Hari itu juga, Minggu sore, Art Fair selesai, kami kembali ke Jakarta, 'ngantor' lagi. Seperti biasa, setiap hari Kamis siang ada rapat Staff Inti, dimana Pak Sutisna dan Pak Suluh Darmadji juga hadir. Dan pada rapat Kamis yang kesekian kalinya itulah ide untuk mengadakan Art Fair di Ancol dilontarkan ke forum. Setelah melalui diskusi dan dialog-dialog cukup seru, ide itupun akhimya disetujui oleh Direksi Proyek Ancol.

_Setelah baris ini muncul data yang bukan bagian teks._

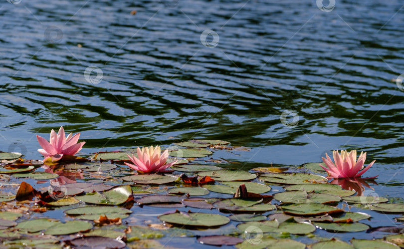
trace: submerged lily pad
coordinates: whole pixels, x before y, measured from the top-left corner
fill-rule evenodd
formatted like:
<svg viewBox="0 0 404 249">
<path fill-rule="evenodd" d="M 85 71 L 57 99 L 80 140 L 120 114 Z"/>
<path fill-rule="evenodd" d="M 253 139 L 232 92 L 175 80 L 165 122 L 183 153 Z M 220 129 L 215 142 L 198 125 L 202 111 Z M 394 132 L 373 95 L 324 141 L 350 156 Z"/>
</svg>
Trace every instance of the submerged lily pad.
<svg viewBox="0 0 404 249">
<path fill-rule="evenodd" d="M 204 213 L 177 212 L 158 218 L 162 222 L 172 224 L 201 227 L 218 227 L 230 222 L 230 219 L 225 216 Z"/>
<path fill-rule="evenodd" d="M 209 176 L 216 181 L 246 181 L 252 180 L 257 176 L 246 171 L 232 169 L 224 169 L 199 172 L 199 176 Z"/>
<path fill-rule="evenodd" d="M 81 170 L 83 171 L 107 171 L 116 168 L 116 165 L 102 163 L 80 162 L 70 163 L 64 166 L 68 170 Z"/>
<path fill-rule="evenodd" d="M 307 184 L 325 182 L 327 180 L 323 176 L 299 173 L 266 174 L 260 176 L 259 179 L 265 182 L 278 184 Z"/>
<path fill-rule="evenodd" d="M 298 184 L 285 187 L 285 190 L 305 190 L 306 192 L 314 191 L 316 193 L 329 194 L 340 197 L 352 196 L 356 193 L 355 190 L 345 190 L 342 189 L 338 184 Z"/>
<path fill-rule="evenodd" d="M 234 194 L 241 184 L 245 185 L 248 192 L 254 194 L 262 194 L 271 190 L 269 186 L 251 182 L 221 182 L 215 185 L 206 184 L 203 185 L 203 187 L 214 192 Z"/>
<path fill-rule="evenodd" d="M 172 157 L 192 158 L 203 157 L 212 154 L 212 152 L 205 149 L 178 149 L 169 153 Z"/>
</svg>

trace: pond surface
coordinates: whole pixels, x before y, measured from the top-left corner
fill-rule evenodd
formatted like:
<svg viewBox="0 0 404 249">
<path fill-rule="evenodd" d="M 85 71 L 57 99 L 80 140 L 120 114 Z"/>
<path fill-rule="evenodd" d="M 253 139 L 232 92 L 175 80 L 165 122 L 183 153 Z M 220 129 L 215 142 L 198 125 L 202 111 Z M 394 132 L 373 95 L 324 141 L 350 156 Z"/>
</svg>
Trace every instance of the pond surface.
<svg viewBox="0 0 404 249">
<path fill-rule="evenodd" d="M 251 149 L 220 154 L 243 170 L 358 149 L 375 191 L 404 198 L 402 1 L 14 1 L 0 4 L 0 150 L 41 159 L 35 135 L 62 125 L 82 155 L 229 141 Z"/>
</svg>

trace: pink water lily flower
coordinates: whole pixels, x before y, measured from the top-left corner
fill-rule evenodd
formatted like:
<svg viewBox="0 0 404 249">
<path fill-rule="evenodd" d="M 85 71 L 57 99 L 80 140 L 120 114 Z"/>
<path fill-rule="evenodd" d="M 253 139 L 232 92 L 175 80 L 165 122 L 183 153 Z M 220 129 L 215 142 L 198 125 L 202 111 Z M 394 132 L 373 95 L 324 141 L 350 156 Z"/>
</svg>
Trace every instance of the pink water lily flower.
<svg viewBox="0 0 404 249">
<path fill-rule="evenodd" d="M 36 139 L 42 147 L 38 150 L 38 152 L 45 157 L 44 161 L 51 158 L 52 161 L 56 161 L 60 160 L 63 155 L 74 155 L 83 148 L 85 143 L 85 142 L 77 143 L 79 137 L 80 133 L 78 133 L 74 136 L 73 136 L 73 133 L 70 133 L 66 137 L 63 126 L 59 129 L 57 134 L 52 130 L 49 142 L 37 135 Z"/>
<path fill-rule="evenodd" d="M 334 178 L 345 178 L 347 177 L 358 177 L 362 176 L 363 173 L 373 165 L 376 160 L 369 164 L 363 170 L 359 172 L 362 168 L 365 160 L 366 159 L 366 152 L 363 153 L 362 151 L 361 155 L 356 161 L 356 150 L 351 151 L 349 153 L 346 150 L 341 151 L 341 155 L 338 150 L 333 151 L 333 156 L 334 157 L 334 163 L 331 161 L 330 157 L 326 153 L 327 159 L 322 158 L 323 161 L 327 165 L 328 168 L 323 167 L 320 165 L 324 170 L 327 171 L 331 177 Z M 359 173 L 358 173 L 359 172 Z M 376 177 L 374 177 L 373 178 Z"/>
<path fill-rule="evenodd" d="M 167 169 L 177 162 L 176 161 L 166 164 L 166 161 L 168 158 L 168 150 L 166 150 L 163 154 L 161 154 L 160 147 L 158 146 L 155 148 L 153 146 L 150 148 L 144 147 L 142 150 L 138 147 L 137 152 L 137 158 L 133 154 L 132 156 L 127 154 L 135 165 L 125 163 L 133 169 L 144 172 L 158 172 Z"/>
</svg>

Begitu keluar dari ruang rapat, Pak Suluh segera menghampiri saya, sembari menepuk bahu saya dan berpesan "Dik Ifin, usulnya disetujui Direksi. Sekarang tolong segera disusun nama-nama seniman dan sanggar- sanggar yang perlu kita undang. Kalau sudah siap, berikan secapatnya kepada saya".
Seleksi Undangan Seniman.
Nah, sepulang kerja sore harinya, dengan semangat yang menggelora langsung tugas tersebut saya kerjakan di rumah pondokan di Kayumanis. Mulailah "seleksi seniman" yang pertama kali untuk Art Fair di Ancol. Kebetulan sekali di samping rumah, tinggal seorang penulis seni rupa terkenal, Bambang Bujono (sekarang redaktur pelaksana Kompartemen Majalah Tempo) dan pelukis Sukamto yang aktif di Taman Ismail Marzuki,
Dari Bambang Bujono, saya mendapatkan banyak masukan, terutama mengenai seniman-seniman muda Indonesia yang pantas dan perlu dihubungi segera. Antara lain dia usulkan seni rupawan Handogo yang cekatan, kreatif dan luas wawasannya, serta beberapa seniman dari kota-kota di Indonesia, seniman dari sanggar-sanggar dan saya coba untuk menggapai semua wilayah di Indonesia, terutama kota yang terdapat pendidikan seni rupa secara resmi, seperti Sekolah, Akademi, Intitut, Sekolah Tinggi. Sekaligus mencoba menembus semua "mazab" seni rupa di Indonesia..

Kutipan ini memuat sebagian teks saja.